Harvey Weinstein lawyer tells appeal court disgraced Hollywood producer was denied a fair trial
Appeal before New York’s highest court likely represents rapist’s last chance to overturn 2020 sex assault convictions
Harvey Weinstein’s lawyer claimed he was denied a fair trial after he became the “poster boy” for the #MeToo movement as he asked New York’s highest court to throw out his rape and sexual assault convictions on Wednesday.
In oral arguments before New York’s Court of Appeals, lawyer Arthur Aidala said the jury in the disgraced film mogul’s 2020 trial were unduly influenced when the judge allowed damning testimony from three women whose allegations weren’t part of the case.

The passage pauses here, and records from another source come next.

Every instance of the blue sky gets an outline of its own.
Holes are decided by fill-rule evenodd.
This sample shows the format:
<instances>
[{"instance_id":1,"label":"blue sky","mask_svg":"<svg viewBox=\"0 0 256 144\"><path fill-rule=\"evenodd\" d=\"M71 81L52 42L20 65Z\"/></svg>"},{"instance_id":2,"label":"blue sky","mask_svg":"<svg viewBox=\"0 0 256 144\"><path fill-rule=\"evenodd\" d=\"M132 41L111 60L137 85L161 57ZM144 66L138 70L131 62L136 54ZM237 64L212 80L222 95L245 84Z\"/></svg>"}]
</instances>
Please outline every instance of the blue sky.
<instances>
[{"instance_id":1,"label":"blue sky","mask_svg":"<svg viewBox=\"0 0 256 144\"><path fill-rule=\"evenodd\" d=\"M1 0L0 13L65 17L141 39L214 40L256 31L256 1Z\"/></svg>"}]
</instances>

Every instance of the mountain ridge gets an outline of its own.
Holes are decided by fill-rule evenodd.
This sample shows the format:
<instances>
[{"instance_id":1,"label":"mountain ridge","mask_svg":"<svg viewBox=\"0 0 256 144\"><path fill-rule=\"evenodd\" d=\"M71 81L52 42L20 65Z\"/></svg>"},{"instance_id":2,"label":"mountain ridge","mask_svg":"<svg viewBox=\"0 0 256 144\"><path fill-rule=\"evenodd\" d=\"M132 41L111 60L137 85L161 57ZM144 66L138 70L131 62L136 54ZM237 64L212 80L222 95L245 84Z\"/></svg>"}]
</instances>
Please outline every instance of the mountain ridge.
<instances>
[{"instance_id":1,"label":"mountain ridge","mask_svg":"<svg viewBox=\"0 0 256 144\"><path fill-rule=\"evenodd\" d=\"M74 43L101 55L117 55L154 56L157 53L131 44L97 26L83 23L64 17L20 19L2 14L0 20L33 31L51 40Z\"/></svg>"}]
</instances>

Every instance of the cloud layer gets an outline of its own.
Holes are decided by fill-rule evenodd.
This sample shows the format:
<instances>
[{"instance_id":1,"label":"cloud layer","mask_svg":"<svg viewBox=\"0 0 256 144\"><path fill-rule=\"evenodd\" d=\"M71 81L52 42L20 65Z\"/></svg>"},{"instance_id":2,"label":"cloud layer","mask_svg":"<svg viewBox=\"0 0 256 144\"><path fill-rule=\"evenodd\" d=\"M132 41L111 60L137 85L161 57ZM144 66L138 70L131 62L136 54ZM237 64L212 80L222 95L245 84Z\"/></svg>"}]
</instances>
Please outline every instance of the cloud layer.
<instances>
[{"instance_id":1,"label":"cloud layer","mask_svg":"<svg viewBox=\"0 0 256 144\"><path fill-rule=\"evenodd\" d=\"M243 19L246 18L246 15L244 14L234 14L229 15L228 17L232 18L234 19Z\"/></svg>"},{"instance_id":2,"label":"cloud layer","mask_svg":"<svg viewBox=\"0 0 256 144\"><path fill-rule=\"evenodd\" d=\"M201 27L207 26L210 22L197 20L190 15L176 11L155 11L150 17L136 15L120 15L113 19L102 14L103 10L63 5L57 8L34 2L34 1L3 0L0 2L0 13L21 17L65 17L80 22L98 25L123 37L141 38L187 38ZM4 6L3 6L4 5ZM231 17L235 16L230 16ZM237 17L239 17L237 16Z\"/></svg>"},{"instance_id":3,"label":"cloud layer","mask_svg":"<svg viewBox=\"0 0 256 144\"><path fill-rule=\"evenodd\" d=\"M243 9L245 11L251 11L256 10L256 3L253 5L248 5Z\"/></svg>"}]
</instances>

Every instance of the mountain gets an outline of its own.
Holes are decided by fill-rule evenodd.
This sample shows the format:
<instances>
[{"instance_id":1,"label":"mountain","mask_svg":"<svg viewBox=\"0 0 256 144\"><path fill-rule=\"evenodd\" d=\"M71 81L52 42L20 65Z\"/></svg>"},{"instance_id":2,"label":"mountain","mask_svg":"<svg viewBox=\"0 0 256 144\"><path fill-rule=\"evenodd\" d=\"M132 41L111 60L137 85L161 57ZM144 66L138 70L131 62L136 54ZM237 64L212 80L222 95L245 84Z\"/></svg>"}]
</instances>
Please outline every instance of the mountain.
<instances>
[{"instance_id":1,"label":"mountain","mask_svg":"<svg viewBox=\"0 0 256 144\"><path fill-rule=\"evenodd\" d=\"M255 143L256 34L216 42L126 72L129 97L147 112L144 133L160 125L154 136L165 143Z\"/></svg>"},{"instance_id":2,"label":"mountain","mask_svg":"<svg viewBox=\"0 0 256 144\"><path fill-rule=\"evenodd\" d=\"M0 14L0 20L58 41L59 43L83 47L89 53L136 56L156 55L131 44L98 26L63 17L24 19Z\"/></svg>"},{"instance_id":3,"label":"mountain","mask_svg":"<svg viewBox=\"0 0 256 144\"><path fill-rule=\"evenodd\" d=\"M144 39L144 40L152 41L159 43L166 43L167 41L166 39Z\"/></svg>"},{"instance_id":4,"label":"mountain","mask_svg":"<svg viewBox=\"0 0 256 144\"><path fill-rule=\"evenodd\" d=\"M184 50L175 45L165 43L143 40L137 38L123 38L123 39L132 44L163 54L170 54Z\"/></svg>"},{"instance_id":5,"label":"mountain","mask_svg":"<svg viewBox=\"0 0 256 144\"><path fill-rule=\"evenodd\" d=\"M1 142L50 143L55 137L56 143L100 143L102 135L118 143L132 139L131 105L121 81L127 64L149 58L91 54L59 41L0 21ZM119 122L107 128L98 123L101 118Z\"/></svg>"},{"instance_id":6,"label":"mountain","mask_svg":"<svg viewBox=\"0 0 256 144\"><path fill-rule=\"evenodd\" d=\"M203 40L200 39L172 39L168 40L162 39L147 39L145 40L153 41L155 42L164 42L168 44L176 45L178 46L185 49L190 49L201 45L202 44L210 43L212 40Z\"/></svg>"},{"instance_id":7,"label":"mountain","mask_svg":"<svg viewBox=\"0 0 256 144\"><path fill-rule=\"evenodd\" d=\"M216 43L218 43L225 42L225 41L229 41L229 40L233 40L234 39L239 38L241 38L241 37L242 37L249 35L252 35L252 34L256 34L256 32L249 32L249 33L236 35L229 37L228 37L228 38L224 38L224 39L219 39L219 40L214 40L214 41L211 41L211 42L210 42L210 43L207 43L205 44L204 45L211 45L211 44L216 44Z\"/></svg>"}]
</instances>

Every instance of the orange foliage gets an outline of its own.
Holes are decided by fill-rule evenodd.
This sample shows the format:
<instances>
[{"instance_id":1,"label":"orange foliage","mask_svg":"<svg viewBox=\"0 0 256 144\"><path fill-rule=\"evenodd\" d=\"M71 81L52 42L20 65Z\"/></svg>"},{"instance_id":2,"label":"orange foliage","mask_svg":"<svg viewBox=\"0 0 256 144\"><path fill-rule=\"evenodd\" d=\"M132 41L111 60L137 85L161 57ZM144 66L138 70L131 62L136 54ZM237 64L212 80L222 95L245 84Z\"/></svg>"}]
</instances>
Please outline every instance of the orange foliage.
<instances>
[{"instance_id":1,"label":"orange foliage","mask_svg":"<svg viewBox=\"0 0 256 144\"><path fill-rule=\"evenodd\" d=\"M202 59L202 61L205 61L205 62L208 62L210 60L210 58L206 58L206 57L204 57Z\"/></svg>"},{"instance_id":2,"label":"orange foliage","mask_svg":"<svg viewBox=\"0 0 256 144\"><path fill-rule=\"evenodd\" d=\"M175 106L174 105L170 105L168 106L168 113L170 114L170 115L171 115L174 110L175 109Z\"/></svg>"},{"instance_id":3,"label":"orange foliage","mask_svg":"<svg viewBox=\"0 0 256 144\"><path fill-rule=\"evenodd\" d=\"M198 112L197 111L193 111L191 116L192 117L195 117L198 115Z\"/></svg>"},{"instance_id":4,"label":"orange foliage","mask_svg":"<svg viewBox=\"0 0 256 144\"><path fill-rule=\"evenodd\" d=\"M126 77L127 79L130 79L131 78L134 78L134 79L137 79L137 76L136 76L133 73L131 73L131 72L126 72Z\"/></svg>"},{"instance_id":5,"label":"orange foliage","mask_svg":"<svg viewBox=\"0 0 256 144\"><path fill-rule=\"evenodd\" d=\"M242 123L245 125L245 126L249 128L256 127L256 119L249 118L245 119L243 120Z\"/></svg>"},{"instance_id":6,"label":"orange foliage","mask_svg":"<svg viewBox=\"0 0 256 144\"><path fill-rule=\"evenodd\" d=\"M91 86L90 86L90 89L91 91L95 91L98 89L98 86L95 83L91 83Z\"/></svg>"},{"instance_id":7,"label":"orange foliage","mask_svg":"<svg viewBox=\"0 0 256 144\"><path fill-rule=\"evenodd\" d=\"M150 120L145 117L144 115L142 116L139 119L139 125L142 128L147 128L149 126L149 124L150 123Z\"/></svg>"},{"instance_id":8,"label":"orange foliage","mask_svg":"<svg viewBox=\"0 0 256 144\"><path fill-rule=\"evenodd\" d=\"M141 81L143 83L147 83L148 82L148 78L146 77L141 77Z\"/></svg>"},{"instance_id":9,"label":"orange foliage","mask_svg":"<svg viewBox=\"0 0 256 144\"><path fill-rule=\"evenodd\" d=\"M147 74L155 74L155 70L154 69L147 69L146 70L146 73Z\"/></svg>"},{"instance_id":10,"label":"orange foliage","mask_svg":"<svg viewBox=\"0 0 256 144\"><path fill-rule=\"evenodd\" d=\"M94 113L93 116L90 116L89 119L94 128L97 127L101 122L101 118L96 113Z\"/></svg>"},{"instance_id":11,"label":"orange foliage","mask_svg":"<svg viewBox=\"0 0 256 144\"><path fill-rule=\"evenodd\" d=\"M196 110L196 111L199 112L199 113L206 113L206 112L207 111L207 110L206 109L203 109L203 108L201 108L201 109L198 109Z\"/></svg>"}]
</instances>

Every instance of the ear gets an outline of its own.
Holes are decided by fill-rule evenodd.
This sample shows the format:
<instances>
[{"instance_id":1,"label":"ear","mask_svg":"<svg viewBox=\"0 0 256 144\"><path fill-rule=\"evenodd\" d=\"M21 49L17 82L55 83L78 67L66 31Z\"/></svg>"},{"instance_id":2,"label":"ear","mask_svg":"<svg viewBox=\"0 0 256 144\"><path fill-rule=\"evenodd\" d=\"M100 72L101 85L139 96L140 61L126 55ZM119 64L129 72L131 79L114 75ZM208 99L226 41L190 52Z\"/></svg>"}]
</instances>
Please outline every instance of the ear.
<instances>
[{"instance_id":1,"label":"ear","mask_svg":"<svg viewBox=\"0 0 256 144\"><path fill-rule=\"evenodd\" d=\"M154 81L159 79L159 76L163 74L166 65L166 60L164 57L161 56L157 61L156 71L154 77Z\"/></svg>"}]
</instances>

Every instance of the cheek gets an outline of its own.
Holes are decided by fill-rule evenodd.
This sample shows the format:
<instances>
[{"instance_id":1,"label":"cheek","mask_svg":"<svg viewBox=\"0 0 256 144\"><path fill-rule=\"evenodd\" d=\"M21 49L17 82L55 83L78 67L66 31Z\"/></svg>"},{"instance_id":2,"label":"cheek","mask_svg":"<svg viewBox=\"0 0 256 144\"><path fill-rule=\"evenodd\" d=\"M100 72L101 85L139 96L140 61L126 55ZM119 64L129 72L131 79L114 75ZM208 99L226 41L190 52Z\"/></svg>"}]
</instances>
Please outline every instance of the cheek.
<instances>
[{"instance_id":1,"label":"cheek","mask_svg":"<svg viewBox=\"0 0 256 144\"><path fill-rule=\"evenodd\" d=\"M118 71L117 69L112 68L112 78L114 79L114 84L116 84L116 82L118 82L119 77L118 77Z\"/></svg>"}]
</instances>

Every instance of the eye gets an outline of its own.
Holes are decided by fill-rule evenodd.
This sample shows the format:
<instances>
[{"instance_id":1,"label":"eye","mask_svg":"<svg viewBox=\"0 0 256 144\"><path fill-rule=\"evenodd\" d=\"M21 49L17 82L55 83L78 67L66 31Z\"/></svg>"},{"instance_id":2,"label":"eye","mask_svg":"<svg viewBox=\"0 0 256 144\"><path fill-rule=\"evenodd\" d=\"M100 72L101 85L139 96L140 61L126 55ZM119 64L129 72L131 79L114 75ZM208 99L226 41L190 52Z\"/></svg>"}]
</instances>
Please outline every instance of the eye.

Mr Aidala claimed Judge James Burke had also breached Weinstein’s legal rights when he ruled that prosecutors could confront Weinstein about separate allegations of sexual misconduct had he taken the stand at trial.
“It was his character that was on trial, it wasn’t the evidence that was on trial,” Mr Aidala told the judges.
“This is a case of a man courting a woman.”
Weinstein, 71, was convicted of rape and sexual assault against two women who had been pursuing a career in the film industry at the high profile February 2020 trial.
Weinstein was sentenced to 23 years prison. He is incarcerated at the Mohawk Correctional Facility in upstate New York, and was not present at the oral arguments being heard in Albany on Wednesday.
In June 2022, a mid-level appellate court rejected Weinstein’s attempt to overturn the convictionon similar arguments to those presented on Wednesday.
His appeal to the seven-judge Court of Appeals panel likely represents his final chance to overturn his New York convictions. The judges will release their decision at a later date.
Mr Aidala also claimed Weinstein’s convictions should be overturned because one of the jurors, Amanda Brainerd, had written a book about predatory older men who seduce younger women.
He claimed that she lied about when asked about the book during jury selection, and that he was denied the chance to strike her from the jury.
“Our client did not get a fair trial,” he said.
Mr Aidala’s impassioned arguments that there was no intent by Weinstein to commit sexual assault did not appear to convince the judges.
The issue of whether Weinstein’s misbehaviour towards other women should have been allowed to be raised with the Manhattan jury was taken up by Judge Madeline Singas.
Judge Singas told Mr Aidala that intent in sexual violence when the parties are known to one another is not always obvious.
She said: “(Weinstein’s) position, is this is very transactional. ‘I give them movie roles, I invite them to my hotel room, we have consensual sex’.
“The jury has a right to know that when these women are put in that position that he has done this time and time again, and he knows that this is not a consensual situation because he knows these other women haven’t consented to that and have run out.
“And amongst all the power plays, of his power in Hollywood, and his power over their careers, there has to be a different assessment because sexual violence is different in these kinds of cases than in a stranger rape.”
Steven Wu, appearing for the Manhattan District Attorney’s Office, told the court that Weinstein had no right to assume that women who agreed to go back to his hotel room would consent to sex.
Weinstein was first accused of sexual misconduct in 2017, and eventually more than 80 women in the film industry came forward to accuse him of non-consensual sexual activity.
In 2022, Weinstein was convicted in a separate case in California of forcible rape, forcible oral copulation, and forcible penetration with a foreign object.
He was sentenced to 16 years in prison in that case, and will not be freed if his New York appeal is successful.